Folks who have offered leadership on this invited us to change what we can from where we are. Consider what changes you can make during a short timeframe. This might include references on your congregation’s website, in worship services or religious education programs, or in materials you purchase or create, like stickers, buttons, or t-shirts. Thinking about how you shift language might include engaging with your music ministry, religious education leaders and justice ministry leaders about how they can participate in this shift. Consider how you can begin making changes now that will continue over months and years. This may be an opportunity to create a new banner for your congregation to bring to protests with art that reflects the energy of this moment. Or it may be an invitation to explore anew what messages a congregation wants to share with its community through the signs and other visuals on display. When harm has happened, there is rarely one single change that will undo it. Instead, we work on many levels, identifying shifts and repairs that must happen institutionally, interpersonally, culturally, and within our own minds and hearts.
Q: I just paid for a logo package, can I get a refund?
A: If you recently purchased a logo package for your justice work, you can get a refund by emailing Nora Rasman, Campaign Manager of Side with Love at email@example.com.
Q: I heard Rev. Jason Shelton changed the words of the hymn he wrote. Should we change our use of the song?
A: Check out more information from Jason Shelton about shifting Standing on the Side of Love to Answering the Call of Love here.
Q: Is the work of the campaign changing?
A: Yes and no. The work of supporting people of faith and moral courage to engage in movement work through spiritual, organizing and financial resourcing continues and is needed now more than ever. And we have experienced shifts in when it’s strategic for our organizing to be public and visible and when it’s strategic for our organizing to be behind the scenes, without our name on it. We invite you to join in exploring these questions about visibility and low-ego, high impact work with us.
At Side with Love we are focused on supporting and unleashing the power of people of faith and moral courage in motion by fortifying spiritually, and flanking grassroots organizing for the long haul. We’re particularly energized at offering support and building the power of folks under 40.

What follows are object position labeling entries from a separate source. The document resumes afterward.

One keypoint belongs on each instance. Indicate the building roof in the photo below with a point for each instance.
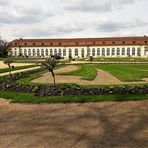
(116, 41)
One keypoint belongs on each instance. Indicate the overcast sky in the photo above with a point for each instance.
(72, 18)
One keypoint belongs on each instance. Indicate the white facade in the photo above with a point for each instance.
(84, 51)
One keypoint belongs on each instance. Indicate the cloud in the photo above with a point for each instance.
(118, 26)
(95, 5)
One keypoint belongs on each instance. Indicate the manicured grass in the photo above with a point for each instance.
(131, 59)
(30, 98)
(17, 68)
(88, 72)
(124, 72)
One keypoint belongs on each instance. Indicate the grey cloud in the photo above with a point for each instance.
(118, 26)
(96, 6)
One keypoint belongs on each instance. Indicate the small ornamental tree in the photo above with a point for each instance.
(8, 62)
(4, 49)
(50, 65)
(91, 59)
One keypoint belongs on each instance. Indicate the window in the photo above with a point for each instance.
(34, 52)
(133, 51)
(64, 52)
(60, 52)
(42, 52)
(70, 52)
(139, 52)
(25, 51)
(108, 51)
(46, 52)
(123, 51)
(98, 51)
(82, 52)
(146, 51)
(55, 51)
(103, 52)
(51, 53)
(76, 52)
(128, 51)
(113, 51)
(88, 51)
(118, 51)
(29, 52)
(93, 52)
(38, 52)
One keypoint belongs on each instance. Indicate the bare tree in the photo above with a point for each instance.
(50, 65)
(8, 62)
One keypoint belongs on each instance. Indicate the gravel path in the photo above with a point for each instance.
(88, 125)
(102, 78)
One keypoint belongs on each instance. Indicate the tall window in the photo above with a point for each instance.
(123, 51)
(138, 52)
(88, 51)
(118, 51)
(51, 53)
(70, 52)
(98, 52)
(82, 52)
(29, 52)
(55, 51)
(76, 52)
(42, 52)
(38, 52)
(46, 51)
(113, 51)
(34, 52)
(25, 52)
(128, 51)
(64, 52)
(60, 52)
(93, 52)
(133, 51)
(108, 51)
(103, 52)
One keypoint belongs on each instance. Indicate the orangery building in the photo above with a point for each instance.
(81, 47)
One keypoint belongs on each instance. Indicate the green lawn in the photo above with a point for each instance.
(17, 68)
(30, 98)
(124, 72)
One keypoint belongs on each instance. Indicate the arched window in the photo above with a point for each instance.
(123, 51)
(113, 51)
(118, 51)
(38, 52)
(42, 52)
(70, 52)
(51, 53)
(55, 51)
(46, 52)
(93, 52)
(34, 52)
(88, 51)
(103, 52)
(139, 51)
(82, 52)
(29, 52)
(60, 52)
(76, 52)
(128, 51)
(64, 52)
(108, 51)
(98, 52)
(133, 51)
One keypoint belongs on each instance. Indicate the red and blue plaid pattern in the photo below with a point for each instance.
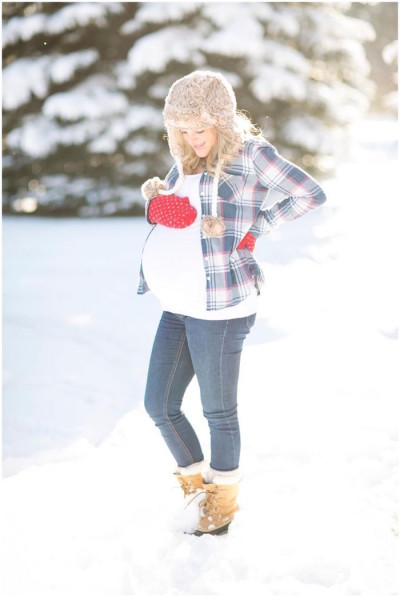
(243, 190)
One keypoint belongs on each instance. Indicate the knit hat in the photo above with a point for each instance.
(202, 99)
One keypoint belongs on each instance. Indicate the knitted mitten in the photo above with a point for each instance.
(171, 211)
(247, 241)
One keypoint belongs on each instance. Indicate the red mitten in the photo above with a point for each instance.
(171, 211)
(247, 241)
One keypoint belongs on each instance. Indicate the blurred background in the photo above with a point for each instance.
(84, 86)
(83, 91)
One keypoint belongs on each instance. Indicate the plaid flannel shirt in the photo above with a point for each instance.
(232, 274)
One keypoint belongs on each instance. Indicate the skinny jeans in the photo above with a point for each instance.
(183, 347)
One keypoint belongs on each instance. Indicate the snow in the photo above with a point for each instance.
(309, 132)
(67, 18)
(38, 136)
(89, 502)
(159, 12)
(33, 76)
(154, 51)
(91, 99)
(271, 82)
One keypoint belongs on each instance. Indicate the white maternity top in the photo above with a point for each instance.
(173, 266)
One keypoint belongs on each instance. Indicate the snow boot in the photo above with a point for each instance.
(190, 478)
(218, 507)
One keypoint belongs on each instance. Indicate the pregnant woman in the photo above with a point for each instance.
(198, 261)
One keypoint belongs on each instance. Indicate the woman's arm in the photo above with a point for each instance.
(301, 191)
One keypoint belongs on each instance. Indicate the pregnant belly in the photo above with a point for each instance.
(173, 265)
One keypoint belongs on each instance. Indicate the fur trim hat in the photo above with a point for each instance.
(202, 99)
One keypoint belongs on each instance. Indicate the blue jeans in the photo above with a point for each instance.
(211, 350)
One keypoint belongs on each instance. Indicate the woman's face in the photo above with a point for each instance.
(202, 140)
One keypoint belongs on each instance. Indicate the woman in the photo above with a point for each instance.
(198, 261)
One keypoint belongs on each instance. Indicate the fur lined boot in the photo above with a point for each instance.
(218, 507)
(190, 478)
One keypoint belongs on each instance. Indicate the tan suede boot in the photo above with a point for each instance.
(218, 507)
(190, 478)
(190, 483)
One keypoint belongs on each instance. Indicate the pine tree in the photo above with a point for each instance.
(84, 85)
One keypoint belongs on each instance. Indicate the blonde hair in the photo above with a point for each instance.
(229, 142)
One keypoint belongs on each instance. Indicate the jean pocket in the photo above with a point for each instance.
(250, 321)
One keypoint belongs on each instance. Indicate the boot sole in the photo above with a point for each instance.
(220, 531)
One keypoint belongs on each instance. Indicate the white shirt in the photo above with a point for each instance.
(174, 270)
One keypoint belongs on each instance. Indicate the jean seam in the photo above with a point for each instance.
(221, 389)
(167, 394)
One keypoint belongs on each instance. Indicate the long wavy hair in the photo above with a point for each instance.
(229, 142)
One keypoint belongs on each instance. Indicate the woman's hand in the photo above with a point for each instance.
(151, 188)
(248, 242)
(171, 211)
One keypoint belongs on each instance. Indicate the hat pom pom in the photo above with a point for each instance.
(213, 226)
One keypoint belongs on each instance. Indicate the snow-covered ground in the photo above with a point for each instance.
(89, 503)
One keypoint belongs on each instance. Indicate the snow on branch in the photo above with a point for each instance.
(75, 15)
(33, 76)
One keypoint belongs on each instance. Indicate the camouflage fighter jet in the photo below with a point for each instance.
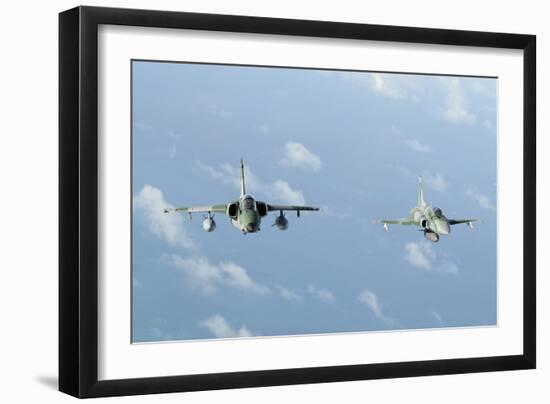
(245, 213)
(431, 220)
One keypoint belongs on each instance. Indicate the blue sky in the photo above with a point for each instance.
(353, 143)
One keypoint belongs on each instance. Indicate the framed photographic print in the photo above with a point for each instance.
(250, 201)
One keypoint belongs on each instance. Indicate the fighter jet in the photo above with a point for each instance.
(431, 220)
(245, 213)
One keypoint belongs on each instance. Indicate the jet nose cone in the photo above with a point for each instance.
(444, 228)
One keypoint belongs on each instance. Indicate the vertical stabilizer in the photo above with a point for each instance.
(243, 191)
(420, 202)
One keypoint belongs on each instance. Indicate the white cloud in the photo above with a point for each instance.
(290, 295)
(277, 191)
(150, 204)
(370, 299)
(438, 317)
(456, 105)
(220, 328)
(422, 255)
(298, 156)
(482, 200)
(419, 147)
(208, 277)
(488, 124)
(435, 181)
(323, 295)
(172, 152)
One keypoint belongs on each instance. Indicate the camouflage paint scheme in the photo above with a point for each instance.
(431, 220)
(245, 213)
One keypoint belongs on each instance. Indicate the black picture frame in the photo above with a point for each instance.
(78, 201)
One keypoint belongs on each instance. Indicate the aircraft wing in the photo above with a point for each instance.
(297, 208)
(193, 209)
(459, 221)
(405, 222)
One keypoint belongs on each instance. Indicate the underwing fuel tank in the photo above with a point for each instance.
(430, 235)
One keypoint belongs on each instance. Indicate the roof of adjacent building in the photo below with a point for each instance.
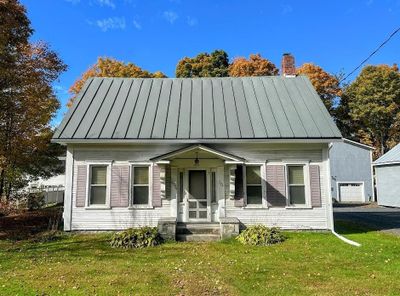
(273, 107)
(390, 157)
(358, 144)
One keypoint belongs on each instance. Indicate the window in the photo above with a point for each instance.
(296, 185)
(140, 185)
(253, 185)
(98, 185)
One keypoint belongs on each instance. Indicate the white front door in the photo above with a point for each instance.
(197, 196)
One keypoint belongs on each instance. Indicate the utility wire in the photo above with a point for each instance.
(374, 52)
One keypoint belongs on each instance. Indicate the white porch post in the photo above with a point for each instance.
(69, 172)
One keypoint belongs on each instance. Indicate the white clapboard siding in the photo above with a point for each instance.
(121, 218)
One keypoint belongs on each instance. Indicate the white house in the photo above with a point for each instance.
(198, 150)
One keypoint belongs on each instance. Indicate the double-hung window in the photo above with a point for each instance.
(253, 185)
(98, 185)
(296, 185)
(140, 185)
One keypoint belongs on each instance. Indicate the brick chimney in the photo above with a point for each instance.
(288, 67)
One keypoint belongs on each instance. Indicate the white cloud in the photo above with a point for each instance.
(170, 16)
(137, 25)
(109, 23)
(191, 21)
(286, 9)
(107, 3)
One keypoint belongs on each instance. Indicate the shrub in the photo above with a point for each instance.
(136, 238)
(260, 235)
(35, 200)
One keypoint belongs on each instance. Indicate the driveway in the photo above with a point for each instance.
(379, 218)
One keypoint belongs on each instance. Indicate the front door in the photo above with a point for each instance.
(197, 201)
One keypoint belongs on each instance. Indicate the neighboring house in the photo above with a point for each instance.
(351, 170)
(387, 173)
(197, 150)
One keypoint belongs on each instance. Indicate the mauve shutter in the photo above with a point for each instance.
(81, 186)
(239, 190)
(120, 186)
(167, 181)
(276, 185)
(315, 186)
(156, 194)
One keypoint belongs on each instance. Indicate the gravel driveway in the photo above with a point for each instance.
(380, 218)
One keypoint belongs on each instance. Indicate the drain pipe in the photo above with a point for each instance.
(342, 238)
(346, 240)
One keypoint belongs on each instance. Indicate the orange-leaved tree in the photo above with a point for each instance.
(326, 84)
(254, 66)
(110, 67)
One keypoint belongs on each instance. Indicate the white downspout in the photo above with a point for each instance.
(329, 202)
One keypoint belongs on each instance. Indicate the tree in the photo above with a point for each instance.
(254, 66)
(374, 105)
(326, 85)
(110, 67)
(27, 100)
(204, 64)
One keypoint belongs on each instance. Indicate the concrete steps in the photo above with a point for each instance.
(197, 232)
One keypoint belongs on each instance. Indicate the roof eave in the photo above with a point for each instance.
(194, 141)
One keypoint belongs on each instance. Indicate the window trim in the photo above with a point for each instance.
(262, 166)
(89, 166)
(307, 189)
(150, 185)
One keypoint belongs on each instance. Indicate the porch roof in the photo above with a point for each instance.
(197, 109)
(229, 158)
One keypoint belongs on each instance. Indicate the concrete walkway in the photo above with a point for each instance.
(379, 218)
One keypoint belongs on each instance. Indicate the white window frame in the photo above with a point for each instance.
(262, 166)
(89, 165)
(131, 185)
(307, 188)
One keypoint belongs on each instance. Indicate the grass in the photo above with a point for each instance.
(306, 264)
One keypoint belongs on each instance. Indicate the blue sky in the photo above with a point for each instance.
(155, 34)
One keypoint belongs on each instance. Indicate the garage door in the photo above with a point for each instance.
(351, 192)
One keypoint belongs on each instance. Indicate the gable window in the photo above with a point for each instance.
(296, 185)
(140, 185)
(98, 185)
(253, 185)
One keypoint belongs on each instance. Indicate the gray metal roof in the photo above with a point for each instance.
(197, 108)
(390, 157)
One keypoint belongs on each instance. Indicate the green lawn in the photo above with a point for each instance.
(306, 264)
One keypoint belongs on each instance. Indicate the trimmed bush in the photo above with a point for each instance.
(136, 238)
(260, 235)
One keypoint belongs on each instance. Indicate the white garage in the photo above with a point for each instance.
(351, 192)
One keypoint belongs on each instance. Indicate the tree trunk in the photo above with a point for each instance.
(2, 177)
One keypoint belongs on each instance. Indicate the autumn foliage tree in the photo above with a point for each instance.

Our goals for 2018 include:
providing culturally relevant and spiritually nourishing resources
responding in high violence and high resistance moments
facilitating relationships between UU networks and local secular organizing
affirming and resourcing leading edges within and beyond Unitarian Universalism
embodying our own values
sustaining an infrastructure that serves us
We are excited about how this conversation has allowed and will create space for further assessment and planning about the demands and requests of faith communities in this political moment, both from within our congregations and from our larger communities. Please bear with the SWL staff in coming weeks during this change as we update our social media and website accordingly.